10 years too long?

The Youth Summit will herald the new era of service
provision for young people with emerging priorities from the Government’s
ten-year strategy for children and young people and the
Comprehensive Spending Review.

DK from MediaSnackers will be at the Youth Summit giving a keynote on digital
media at the Youth Summit - but he has also thrown in some wider throughs about
the event in this post on his
blog
 about the justification of a 10 year strategy for youth. DK writes:

I also believe that a 10 year strategy for young people is not credible.
The world is moving at such an extreme pace it's simply isn't viable (unless it
is one that is fluid in it's design and focus).

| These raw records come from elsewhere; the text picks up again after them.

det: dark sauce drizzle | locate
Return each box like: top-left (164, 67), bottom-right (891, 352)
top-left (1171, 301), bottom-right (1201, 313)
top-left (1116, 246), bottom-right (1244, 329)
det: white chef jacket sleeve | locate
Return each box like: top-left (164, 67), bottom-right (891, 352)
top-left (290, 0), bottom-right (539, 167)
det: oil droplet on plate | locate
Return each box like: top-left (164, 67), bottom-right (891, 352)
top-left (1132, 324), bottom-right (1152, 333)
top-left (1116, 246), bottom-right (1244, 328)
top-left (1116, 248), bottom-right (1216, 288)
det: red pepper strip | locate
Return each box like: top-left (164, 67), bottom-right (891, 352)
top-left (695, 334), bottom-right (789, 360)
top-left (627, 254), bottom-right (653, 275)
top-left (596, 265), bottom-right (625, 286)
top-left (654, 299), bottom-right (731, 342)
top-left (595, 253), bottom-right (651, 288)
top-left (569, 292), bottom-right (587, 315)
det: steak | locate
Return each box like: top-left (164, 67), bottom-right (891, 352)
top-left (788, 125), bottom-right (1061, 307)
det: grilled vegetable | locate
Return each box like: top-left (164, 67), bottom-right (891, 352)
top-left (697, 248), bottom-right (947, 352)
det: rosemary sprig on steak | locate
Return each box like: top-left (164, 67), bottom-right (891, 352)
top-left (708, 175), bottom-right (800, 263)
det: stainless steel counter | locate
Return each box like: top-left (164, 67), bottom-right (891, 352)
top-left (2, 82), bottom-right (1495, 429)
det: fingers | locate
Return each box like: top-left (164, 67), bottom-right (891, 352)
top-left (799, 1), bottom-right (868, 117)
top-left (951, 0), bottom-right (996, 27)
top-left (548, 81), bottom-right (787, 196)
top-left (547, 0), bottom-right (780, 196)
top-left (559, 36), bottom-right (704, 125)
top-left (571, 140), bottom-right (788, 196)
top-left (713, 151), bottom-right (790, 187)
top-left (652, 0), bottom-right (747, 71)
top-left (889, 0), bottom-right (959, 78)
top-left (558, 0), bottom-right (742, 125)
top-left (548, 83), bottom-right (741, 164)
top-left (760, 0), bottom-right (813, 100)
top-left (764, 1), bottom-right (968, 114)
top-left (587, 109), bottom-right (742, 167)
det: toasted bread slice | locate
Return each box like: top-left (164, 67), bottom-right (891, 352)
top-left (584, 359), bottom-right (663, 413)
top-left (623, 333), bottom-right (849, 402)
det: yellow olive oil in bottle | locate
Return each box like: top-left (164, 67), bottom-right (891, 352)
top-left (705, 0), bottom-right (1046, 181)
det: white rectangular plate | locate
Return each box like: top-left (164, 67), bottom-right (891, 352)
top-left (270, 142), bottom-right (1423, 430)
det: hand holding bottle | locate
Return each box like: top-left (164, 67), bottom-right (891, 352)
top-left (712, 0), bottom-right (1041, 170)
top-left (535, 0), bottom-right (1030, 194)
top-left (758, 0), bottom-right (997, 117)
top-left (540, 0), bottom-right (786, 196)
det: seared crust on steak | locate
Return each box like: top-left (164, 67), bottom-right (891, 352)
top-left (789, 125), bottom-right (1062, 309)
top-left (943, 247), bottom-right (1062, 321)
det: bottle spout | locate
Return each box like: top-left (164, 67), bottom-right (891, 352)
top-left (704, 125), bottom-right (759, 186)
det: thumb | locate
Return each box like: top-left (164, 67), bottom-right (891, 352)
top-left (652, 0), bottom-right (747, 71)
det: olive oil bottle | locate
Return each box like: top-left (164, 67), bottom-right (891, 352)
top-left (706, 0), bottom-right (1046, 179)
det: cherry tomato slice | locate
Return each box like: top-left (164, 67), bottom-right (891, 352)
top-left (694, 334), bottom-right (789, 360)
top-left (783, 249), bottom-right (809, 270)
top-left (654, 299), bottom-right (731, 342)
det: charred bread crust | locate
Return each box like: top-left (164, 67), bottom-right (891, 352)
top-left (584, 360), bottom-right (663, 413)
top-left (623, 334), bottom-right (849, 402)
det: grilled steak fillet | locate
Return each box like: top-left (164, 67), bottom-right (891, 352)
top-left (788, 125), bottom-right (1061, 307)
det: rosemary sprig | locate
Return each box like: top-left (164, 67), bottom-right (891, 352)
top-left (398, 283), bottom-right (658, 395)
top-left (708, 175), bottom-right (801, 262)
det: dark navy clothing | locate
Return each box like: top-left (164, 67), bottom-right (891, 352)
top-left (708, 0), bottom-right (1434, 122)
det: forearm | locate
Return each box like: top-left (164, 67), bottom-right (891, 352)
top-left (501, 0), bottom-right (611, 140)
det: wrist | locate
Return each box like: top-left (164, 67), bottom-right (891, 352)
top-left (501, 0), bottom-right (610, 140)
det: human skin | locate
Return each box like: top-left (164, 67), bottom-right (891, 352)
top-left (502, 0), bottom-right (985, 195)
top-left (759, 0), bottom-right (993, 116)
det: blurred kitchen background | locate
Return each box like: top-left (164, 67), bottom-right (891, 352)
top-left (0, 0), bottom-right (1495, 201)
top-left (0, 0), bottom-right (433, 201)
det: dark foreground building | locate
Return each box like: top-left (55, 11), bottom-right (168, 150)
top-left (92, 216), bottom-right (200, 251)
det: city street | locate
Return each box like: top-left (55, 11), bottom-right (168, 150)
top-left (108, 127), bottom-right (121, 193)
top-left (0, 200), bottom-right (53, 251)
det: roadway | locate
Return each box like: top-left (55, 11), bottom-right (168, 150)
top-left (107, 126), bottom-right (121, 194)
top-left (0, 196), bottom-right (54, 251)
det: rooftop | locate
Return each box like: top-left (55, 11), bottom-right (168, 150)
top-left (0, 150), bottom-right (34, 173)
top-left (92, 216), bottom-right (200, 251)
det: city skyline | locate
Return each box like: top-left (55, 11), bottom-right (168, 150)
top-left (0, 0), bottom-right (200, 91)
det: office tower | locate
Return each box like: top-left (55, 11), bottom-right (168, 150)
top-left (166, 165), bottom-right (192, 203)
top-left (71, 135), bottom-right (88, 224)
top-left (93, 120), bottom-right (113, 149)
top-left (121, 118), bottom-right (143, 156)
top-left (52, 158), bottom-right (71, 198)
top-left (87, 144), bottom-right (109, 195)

Which raises an interesting set of questions. I find the idea of
having a 10 year strategy quite appealing in some aspects, not least because of
the pace of change. Long term visions with a strategic edge have a lot to add to
making change happen. They can act as a focus around which changes can be
analysed, understood and responded to. They can make sure activity doesn't move
off track. For this they need some considerable structure and stability. But, as
DK rightly notes, rigidly applied as a set of 'plans for action' without taking
into account dynamic changes over their lifetime - 10 year strategies could do
more harm than good.

So - it seems to be that we need to be able to think carefully about
what should and shouldn't be fluid in a strategy - and, particularly in the case
of a youth strategy, we need to explore how space to listen to young people and
to continually refresh our understandings of contemporary events and dynamics is
built into the core of a strategy.

As a starter for 10*:
(*Alas I'm not sure the examples I give will be
reflected in any way in the Youth Strategy... although I would be extermely
happy if they were...)

  • The top-level goals need to be fixed: Ending child
    poverty. Promoting children's rights. Addressing inequality of opportunity and
    access to services. These are the sort of goals that can only cease to be goals
    when achieved - and even then they continue to need monitoring...
  • The headline strategic actions need a 10 year lifespan:
    The value in a 10-year strategy is it provides space for action that
    neccessarily takes a long time. Building a sustainble transport system is going
    to need significant investment and time to develop. If we look at a policy like
    this over a 2-year horizon many of the changes we need will get ruled
    out.
  • The steps to achieve the strategic 10-year vision need to become
    less prescriptive over time
    : both because the outcomes of the previous
    step, and the context into which that step will be taken, are uncertain. If we
    see a description of exactly how youth provision will look in 10 years, rather
    than a description of how close it will be to respecting rights (alas unlikely)
    or how close it will have come to meeting outcomes (more likely) - then we're in
    trouble.
  • The strategy needs to explicity recognise the importance of
    listening to children, young people, and those who work with them:
    and
    it needs to think carefully about the questions. If the strategy sets out a
    vision - then there is little point in engaging young people in two years time
    to simply ask about their visions for the future. The dialogue needs to get into
    the detail. It might be that a yearly review of the way provisions are
    implemented and communicated needs to take place to help policy makers and
    practioners regularly revise the detailed design of activities in light of the
    rapid changes that DK is concerned about.
  • Listening needs to lead to evolution not revolution: As
    it's put into action, a strategy should be open to the possibility that as
    society and key contexts change, some of its plans cease to lead to the outcomes
    desired (or the fail to achieve from the start) - but, if the dialogue about the
    details is working correctly, then it should, in most cases, be possible to
    evolve provision, rather than have revolutions in service provision that have
    the potential to create more problems than they solve.